Design and construction
- Architect: Morgan Walls & Morgan
- Structural engineer: Charles Tan, S.E.
- Main contractor: Gabriel Frig & Big Star Builders, Inc

= Haas Building (Los Angeles) =

Haas Building, also known as the Broadway Exchange Building, is a historic twelve-story building located at 219 West 7th Street and 660 South Broadway, in the Broadway Theater District in the historic core of Downtown Los Angeles. It was originally owned by Abraham Haas and was completed in 1915.

==History==
Hass Building was designed by Morgan Walls & Morgan for Abraham Haas and was built in 1915.

The building was modernized in 1974, and in 1979, when the Broadway Theater and Commercial District was added to the National Register of Historic Places, Hass Building was listed as a non-contributing property in the district.

In 2009, Haas Building was converted into 68 apartment units, including a rooftop penthouse. The building houses the Haas Trademark Collection by Wyndham as of 2024.

===Tenants===
Haas Building was considered "an excellent place to diagnose financial conditions in and around Los Angeles" due to the numer of realty buyers, sellers, leasers, and lessees that occupied the building in its early years. In 1915, Bank of Italy secured a 25-year lease for the building's ground floor and the basement. W J Pearson & Co. also occupied a large part of the 3rd floor.

Other major occupants of the Haas Building over the years include:
- Southern California Tourist Bureau
- Lee H. Stodder Company – exclusive selling agent for Burkhard Investment Company
- Southern California Oil Co.
- Ku Klux Klan – The Knights of the Ku Klux Klan held an office in the building in the early 1920s, but their lease was not renewed after the District Attorney raided the building, seizing two carloads of records.
- Chicago Tribune - Opened a branch office, hoping to attract California advertisers to the midwestern paper.
- Jewish Community Center-Chabad of Downtown Los Angeles

==Architecture and design==

Haas Building was made to be one of the finest and most modern buildings of the time, built fireproof and with the latest steel frame, and featuring Beaux Arts architecture and terra cotta ornamentation. Architectural firm Morgan, Walls & Clements designed this building facing the street with a frontage of 55 ft on Broadway by 150 ft on Seventh. The building was 50 ft by 75 ft on the ground floor as well as the basement.
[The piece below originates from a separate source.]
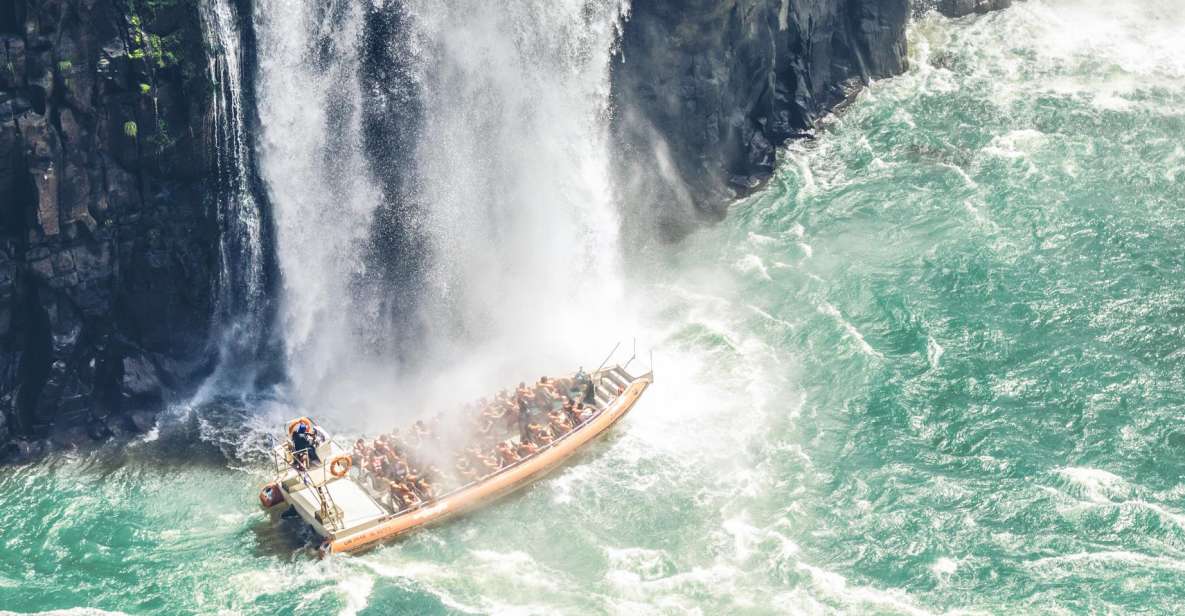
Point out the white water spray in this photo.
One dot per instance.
(313, 164)
(508, 185)
(241, 281)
The building's corridors were floored with marble and seven-foot wainscoting, while the lobby's floors, walls, and ceiling were marble and the interior woodwork was made of solid mahogany. The building's fixtures and interiors, including three high-speed elevators, cost $100,000.

The building was modernized in the 1970s, with the classic exterior replaced by a metal skin. Despite this, a small portion of the original terra cotta is still visible on the 7th Street facade.

==In popular culture==
Haas Building is shown briefly in the final episode of Season 3 of Squid Game. However, the name on the building was changed to "NAAS BLD'G".